I keep getting the error: UnicodeError: label empty or too long

Simplified code for illustration purpose:

shop_url = "https://APIKEY:[email protected]/admin/"

def get_products():
    url = shop_url + "products.json"
    r = requests.get(url=url, params={"limit": "250"})
    response = r.json()
    print(response)

I’ve read it has to do with the IDNA coding of the url before it connects to the server.

Is there anyone who knows how to solve this problem?

EDIT:
I’ve found the solution, instead of passing the APIKEY & CODE in the URL. I can pass it in the header as HTTPBasicAuth. Than the url changes to "http://SHOP.ECOMMERCE.com/admin/" and IDNA no longer gives any issues.

2

Answers


  1. Chosen as BEST ANSWER

    I've found the solution, instead of passing the APIKEY & CODE in the URL. I can pass it in the header as HTTPBasicAuth. Than the url changes to "http://SHOP.ECOMMERCE.com/admin/" and IDNA no longer gives any issues.

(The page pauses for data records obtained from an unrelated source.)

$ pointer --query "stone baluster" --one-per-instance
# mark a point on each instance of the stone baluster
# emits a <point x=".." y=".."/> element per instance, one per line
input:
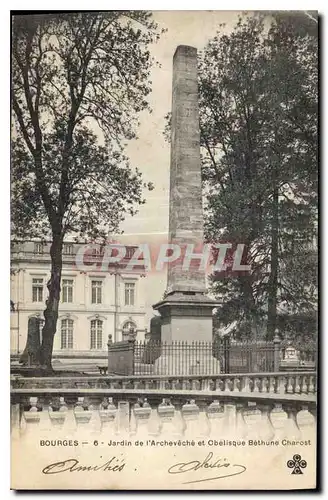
<point x="304" y="384"/>
<point x="297" y="387"/>
<point x="215" y="415"/>
<point x="15" y="420"/>
<point x="236" y="384"/>
<point x="227" y="385"/>
<point x="229" y="421"/>
<point x="195" y="384"/>
<point x="290" y="384"/>
<point x="190" y="416"/>
<point x="32" y="416"/>
<point x="272" y="385"/>
<point x="166" y="413"/>
<point x="57" y="412"/>
<point x="205" y="384"/>
<point x="246" y="384"/>
<point x="266" y="429"/>
<point x="311" y="387"/>
<point x="313" y="410"/>
<point x="264" y="384"/>
<point x="241" y="429"/>
<point x="185" y="384"/>
<point x="162" y="384"/>
<point x="291" y="429"/>
<point x="256" y="386"/>
<point x="107" y="416"/>
<point x="148" y="384"/>
<point x="82" y="414"/>
<point x="142" y="412"/>
<point x="281" y="384"/>
<point x="123" y="418"/>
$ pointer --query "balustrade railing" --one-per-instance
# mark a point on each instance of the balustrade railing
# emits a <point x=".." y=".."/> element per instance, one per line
<point x="275" y="404"/>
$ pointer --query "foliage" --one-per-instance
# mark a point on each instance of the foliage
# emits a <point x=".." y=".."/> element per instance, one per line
<point x="79" y="82"/>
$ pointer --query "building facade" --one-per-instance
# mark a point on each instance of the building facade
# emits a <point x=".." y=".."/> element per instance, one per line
<point x="94" y="302"/>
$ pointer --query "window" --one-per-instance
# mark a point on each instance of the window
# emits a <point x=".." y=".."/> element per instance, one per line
<point x="129" y="294"/>
<point x="67" y="290"/>
<point x="68" y="249"/>
<point x="96" y="334"/>
<point x="67" y="334"/>
<point x="37" y="289"/>
<point x="96" y="289"/>
<point x="41" y="325"/>
<point x="38" y="248"/>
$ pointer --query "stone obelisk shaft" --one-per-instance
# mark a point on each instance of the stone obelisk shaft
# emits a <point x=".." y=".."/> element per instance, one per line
<point x="186" y="213"/>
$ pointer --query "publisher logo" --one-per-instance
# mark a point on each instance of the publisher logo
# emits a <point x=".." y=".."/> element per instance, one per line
<point x="297" y="464"/>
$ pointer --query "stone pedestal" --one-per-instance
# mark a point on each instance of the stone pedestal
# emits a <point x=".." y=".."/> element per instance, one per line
<point x="186" y="336"/>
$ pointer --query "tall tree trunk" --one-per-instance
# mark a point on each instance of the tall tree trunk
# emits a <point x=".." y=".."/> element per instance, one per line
<point x="52" y="303"/>
<point x="273" y="281"/>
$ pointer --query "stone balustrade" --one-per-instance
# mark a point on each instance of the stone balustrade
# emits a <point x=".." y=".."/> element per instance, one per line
<point x="266" y="406"/>
<point x="298" y="383"/>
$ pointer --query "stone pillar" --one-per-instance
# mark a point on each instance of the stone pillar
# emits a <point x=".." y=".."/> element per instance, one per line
<point x="186" y="312"/>
<point x="186" y="213"/>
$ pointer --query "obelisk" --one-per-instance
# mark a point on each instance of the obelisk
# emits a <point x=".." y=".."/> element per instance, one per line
<point x="186" y="311"/>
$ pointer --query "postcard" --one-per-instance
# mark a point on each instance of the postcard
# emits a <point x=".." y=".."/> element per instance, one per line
<point x="164" y="209"/>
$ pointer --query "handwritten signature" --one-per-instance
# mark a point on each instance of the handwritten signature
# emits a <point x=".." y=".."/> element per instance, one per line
<point x="72" y="465"/>
<point x="209" y="464"/>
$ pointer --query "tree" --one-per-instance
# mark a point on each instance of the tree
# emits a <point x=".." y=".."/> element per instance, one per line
<point x="258" y="114"/>
<point x="79" y="82"/>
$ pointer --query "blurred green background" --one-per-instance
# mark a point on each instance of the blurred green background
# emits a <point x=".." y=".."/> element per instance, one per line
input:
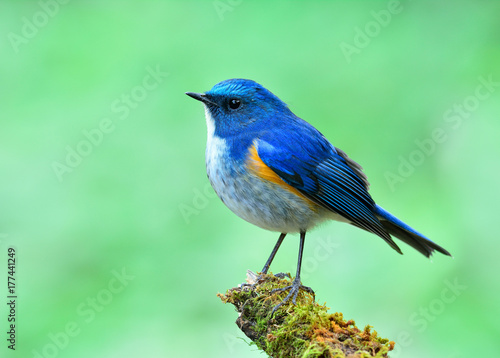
<point x="121" y="243"/>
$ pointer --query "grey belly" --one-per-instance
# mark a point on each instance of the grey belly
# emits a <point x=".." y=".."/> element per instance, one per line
<point x="263" y="203"/>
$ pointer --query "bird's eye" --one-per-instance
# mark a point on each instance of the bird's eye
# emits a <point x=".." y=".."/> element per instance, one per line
<point x="234" y="103"/>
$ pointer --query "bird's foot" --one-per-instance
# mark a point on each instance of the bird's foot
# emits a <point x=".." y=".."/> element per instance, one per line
<point x="294" y="288"/>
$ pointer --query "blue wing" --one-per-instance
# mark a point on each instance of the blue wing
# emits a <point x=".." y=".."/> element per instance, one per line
<point x="324" y="174"/>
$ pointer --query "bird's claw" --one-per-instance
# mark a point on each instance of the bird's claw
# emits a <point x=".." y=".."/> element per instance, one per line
<point x="294" y="288"/>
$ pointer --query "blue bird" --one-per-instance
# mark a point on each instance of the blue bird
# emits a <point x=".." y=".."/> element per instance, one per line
<point x="278" y="172"/>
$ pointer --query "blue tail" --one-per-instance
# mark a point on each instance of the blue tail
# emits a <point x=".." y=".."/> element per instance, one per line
<point x="403" y="232"/>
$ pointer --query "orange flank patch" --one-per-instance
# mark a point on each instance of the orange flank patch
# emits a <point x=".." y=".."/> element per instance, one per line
<point x="259" y="168"/>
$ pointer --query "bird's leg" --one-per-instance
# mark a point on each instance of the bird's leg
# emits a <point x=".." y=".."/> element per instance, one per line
<point x="273" y="253"/>
<point x="296" y="284"/>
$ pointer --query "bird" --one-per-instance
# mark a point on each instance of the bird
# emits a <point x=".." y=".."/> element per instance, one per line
<point x="278" y="172"/>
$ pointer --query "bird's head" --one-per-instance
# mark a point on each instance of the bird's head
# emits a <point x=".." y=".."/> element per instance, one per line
<point x="237" y="105"/>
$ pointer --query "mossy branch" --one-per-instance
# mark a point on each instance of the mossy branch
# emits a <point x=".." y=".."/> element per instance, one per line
<point x="303" y="330"/>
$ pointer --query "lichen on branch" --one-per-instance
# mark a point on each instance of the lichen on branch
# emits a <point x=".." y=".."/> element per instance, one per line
<point x="304" y="330"/>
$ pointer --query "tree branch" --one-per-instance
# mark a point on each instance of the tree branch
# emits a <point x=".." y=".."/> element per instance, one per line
<point x="303" y="330"/>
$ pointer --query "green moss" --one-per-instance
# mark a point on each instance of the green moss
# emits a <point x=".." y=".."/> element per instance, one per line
<point x="303" y="330"/>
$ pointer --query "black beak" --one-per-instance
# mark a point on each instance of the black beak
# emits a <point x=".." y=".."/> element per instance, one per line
<point x="201" y="97"/>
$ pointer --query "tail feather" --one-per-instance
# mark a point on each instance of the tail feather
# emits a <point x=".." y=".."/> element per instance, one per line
<point x="403" y="232"/>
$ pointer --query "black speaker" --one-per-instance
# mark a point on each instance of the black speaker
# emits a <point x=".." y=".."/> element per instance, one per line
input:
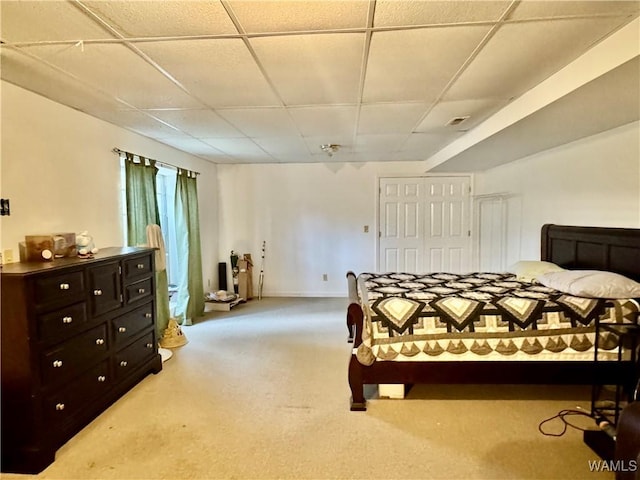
<point x="222" y="276"/>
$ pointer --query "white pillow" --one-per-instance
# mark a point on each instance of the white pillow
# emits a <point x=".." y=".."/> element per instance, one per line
<point x="528" y="270"/>
<point x="591" y="283"/>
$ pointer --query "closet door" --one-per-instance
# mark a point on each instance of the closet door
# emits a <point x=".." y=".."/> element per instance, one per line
<point x="424" y="224"/>
<point x="401" y="236"/>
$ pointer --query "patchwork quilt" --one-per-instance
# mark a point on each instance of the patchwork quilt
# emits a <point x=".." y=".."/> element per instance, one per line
<point x="480" y="316"/>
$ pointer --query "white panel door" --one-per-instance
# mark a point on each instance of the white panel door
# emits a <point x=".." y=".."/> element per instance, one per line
<point x="401" y="227"/>
<point x="424" y="224"/>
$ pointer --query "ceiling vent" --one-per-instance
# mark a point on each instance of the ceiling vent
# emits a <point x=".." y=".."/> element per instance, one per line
<point x="456" y="121"/>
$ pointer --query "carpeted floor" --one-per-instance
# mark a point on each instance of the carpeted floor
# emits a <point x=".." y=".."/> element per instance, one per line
<point x="261" y="393"/>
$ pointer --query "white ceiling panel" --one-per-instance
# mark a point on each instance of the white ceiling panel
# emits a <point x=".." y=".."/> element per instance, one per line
<point x="295" y="16"/>
<point x="325" y="121"/>
<point x="222" y="72"/>
<point x="198" y="123"/>
<point x="390" y="117"/>
<point x="236" y="81"/>
<point x="416" y="65"/>
<point x="279" y="146"/>
<point x="419" y="12"/>
<point x="33" y="21"/>
<point x="477" y="110"/>
<point x="149" y="18"/>
<point x="521" y="55"/>
<point x="36" y="76"/>
<point x="116" y="69"/>
<point x="241" y="147"/>
<point x="194" y="146"/>
<point x="139" y="122"/>
<point x="313" y="69"/>
<point x="528" y="9"/>
<point x="378" y="143"/>
<point x="426" y="144"/>
<point x="260" y="122"/>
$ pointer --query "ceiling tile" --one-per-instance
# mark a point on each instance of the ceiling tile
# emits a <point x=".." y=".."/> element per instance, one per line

  2. According to the report (still open!) at Python tracker issue 32958, the issue here is that requests in Python 3 now passes URLs to idna.py (a change from Python 2).

    idna.py attempts to sanity-check hostnames before passing them to socket.gethostbyname(). It does this by first checking whether the first component (or possibly each component) of the name is less than 64 characters in length.

    (Each of a hostname’s dot-separated components — referred to as "labels" in RFC 1035 — has a length restriction. So, the idea behind the check is a sound one, as hostname components longer than 64 characters are invalid according to standards.):

    The labels must follow the rules for ARPANET host names. They must
    start with a letter, end with a letter or digit, and have as interior
    characters only letters, digits, and hyphen. There are also some
    restrictions on the length. Labels must be 63 characters or less.

    Unfortunately, when idna.py checks the hostname length, it includes everything from the protocol separators up to the first . character — including any basic-auth parameters specified in the URL.

    The workaround is, as you already found, to supply the auth parameters in the request headers.